Many manuscripts—literally, documents written by hand—from medieval Europe were supplemented with decorations that ranged from ornate initials and borders to illuminations that dominated the page. For a largely illiterate population, these illustrations often conveyed the essential meaning of the text more successfully than the words.
The lives of Christian saints—their martyrdom and miracles—were frequently the subject of these illustrations. Miracles and Martyrs: Saints in the Middle Ages at the Getty Center features an extraordinary collection of illuminated manuscripts portraying saints from the J. Paul Getty Museum’s permanent collection. Just as medieval viewers would have learned about the saints’ piety and faithfulness by studying these illustrations, drawing inspiration and comfort from them, the manuscripts continue to spread the legends of the saints to their modern audience.

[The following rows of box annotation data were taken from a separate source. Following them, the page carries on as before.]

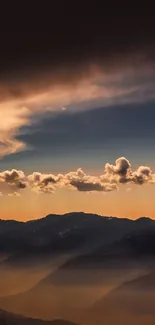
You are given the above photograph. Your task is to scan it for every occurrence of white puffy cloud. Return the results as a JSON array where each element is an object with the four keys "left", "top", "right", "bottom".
[{"left": 0, "top": 157, "right": 155, "bottom": 196}]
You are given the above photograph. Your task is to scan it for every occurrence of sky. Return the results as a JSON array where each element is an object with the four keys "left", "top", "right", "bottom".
[{"left": 0, "top": 1, "right": 155, "bottom": 220}]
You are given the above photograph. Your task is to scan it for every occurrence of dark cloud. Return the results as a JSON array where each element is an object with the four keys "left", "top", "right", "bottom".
[
  {"left": 0, "top": 157, "right": 155, "bottom": 195},
  {"left": 0, "top": 1, "right": 155, "bottom": 82},
  {"left": 0, "top": 169, "right": 27, "bottom": 190}
]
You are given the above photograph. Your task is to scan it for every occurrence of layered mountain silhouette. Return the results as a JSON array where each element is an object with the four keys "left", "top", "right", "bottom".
[
  {"left": 0, "top": 310, "right": 77, "bottom": 325},
  {"left": 88, "top": 271, "right": 155, "bottom": 325},
  {"left": 0, "top": 213, "right": 155, "bottom": 325},
  {"left": 0, "top": 212, "right": 155, "bottom": 325},
  {"left": 0, "top": 212, "right": 155, "bottom": 263}
]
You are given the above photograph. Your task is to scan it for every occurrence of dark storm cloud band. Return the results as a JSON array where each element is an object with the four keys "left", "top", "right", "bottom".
[{"left": 0, "top": 157, "right": 155, "bottom": 195}]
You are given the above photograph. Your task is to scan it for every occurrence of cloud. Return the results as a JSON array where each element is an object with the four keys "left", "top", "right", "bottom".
[
  {"left": 0, "top": 157, "right": 155, "bottom": 196},
  {"left": 0, "top": 169, "right": 27, "bottom": 190},
  {"left": 27, "top": 172, "right": 63, "bottom": 193},
  {"left": 0, "top": 64, "right": 155, "bottom": 157}
]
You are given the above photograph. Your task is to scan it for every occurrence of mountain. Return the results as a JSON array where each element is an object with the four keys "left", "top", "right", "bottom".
[
  {"left": 0, "top": 310, "right": 77, "bottom": 325},
  {"left": 88, "top": 271, "right": 155, "bottom": 325},
  {"left": 0, "top": 212, "right": 155, "bottom": 264}
]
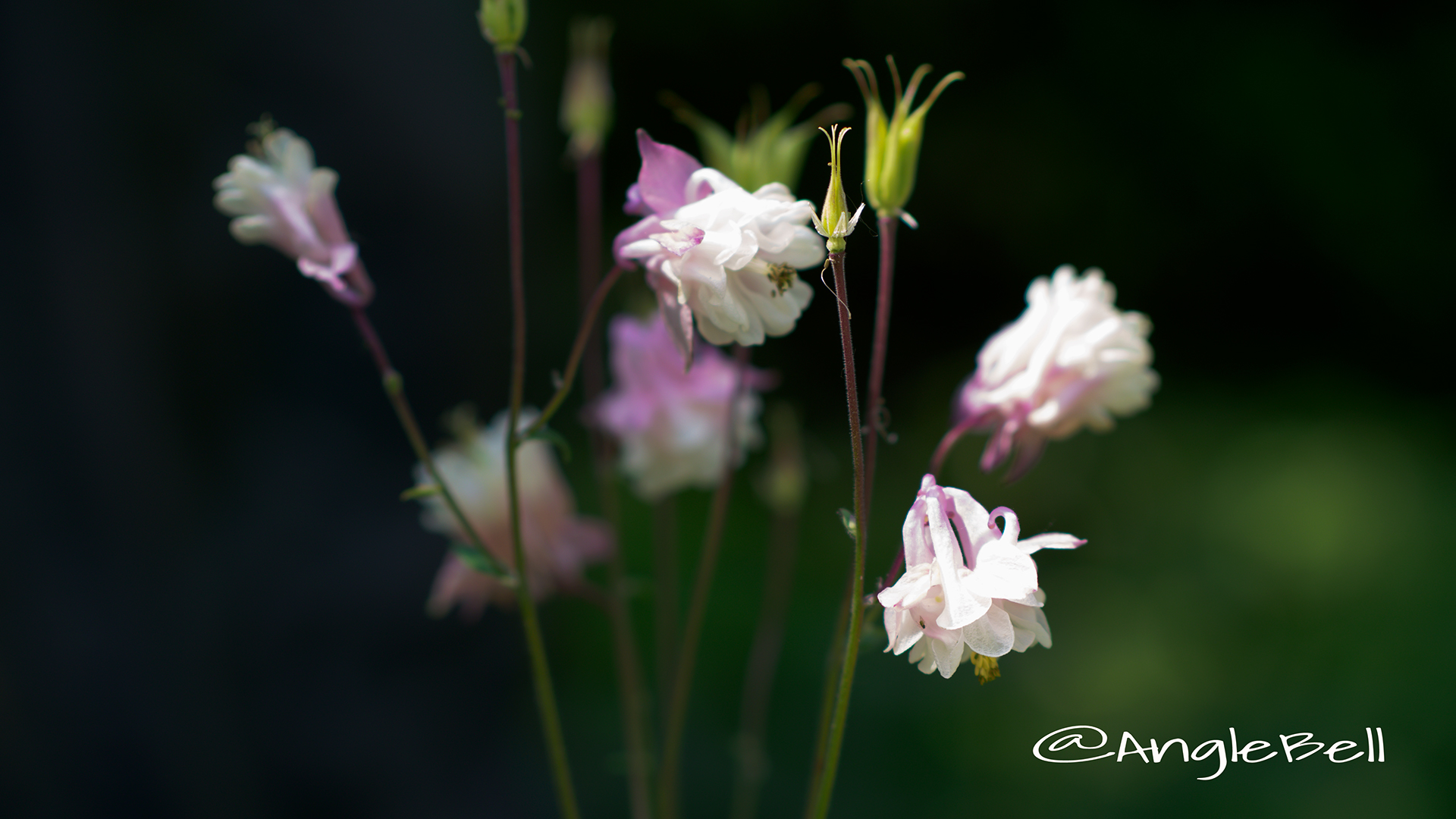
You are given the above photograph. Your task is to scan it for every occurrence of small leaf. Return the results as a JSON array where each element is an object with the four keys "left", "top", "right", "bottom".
[
  {"left": 450, "top": 544, "right": 516, "bottom": 580},
  {"left": 522, "top": 427, "right": 571, "bottom": 463},
  {"left": 399, "top": 484, "right": 440, "bottom": 500}
]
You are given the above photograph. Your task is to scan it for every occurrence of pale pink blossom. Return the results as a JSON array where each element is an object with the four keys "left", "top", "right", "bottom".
[
  {"left": 212, "top": 128, "right": 362, "bottom": 293},
  {"left": 880, "top": 475, "right": 1086, "bottom": 678},
  {"left": 415, "top": 411, "right": 613, "bottom": 620},
  {"left": 935, "top": 265, "right": 1157, "bottom": 479},
  {"left": 592, "top": 315, "right": 767, "bottom": 501},
  {"left": 613, "top": 130, "right": 824, "bottom": 357}
]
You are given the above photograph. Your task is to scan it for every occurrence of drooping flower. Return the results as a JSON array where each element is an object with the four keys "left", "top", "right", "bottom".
[
  {"left": 661, "top": 83, "right": 853, "bottom": 191},
  {"left": 613, "top": 130, "right": 824, "bottom": 362},
  {"left": 212, "top": 117, "right": 367, "bottom": 293},
  {"left": 935, "top": 265, "right": 1157, "bottom": 479},
  {"left": 415, "top": 410, "right": 613, "bottom": 620},
  {"left": 592, "top": 315, "right": 766, "bottom": 501},
  {"left": 880, "top": 475, "right": 1086, "bottom": 679}
]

One manuscript portrays Saint Catherine serenely touching a spiked breaking wheel, an instrument of torture. According to legend, at her touch, this torture device intended for her was miraculously destroyed, but she was later beheaded.
Another manuscript portrays Saint Jerome removing a thorn from the paw of a lion, using golden tweezers (above).
The exhibition is presented in two parts. After the first installation, which ran from September 3 to December 3, 2013, the pages of the manuscripts on display were turned to reveal other illuminations.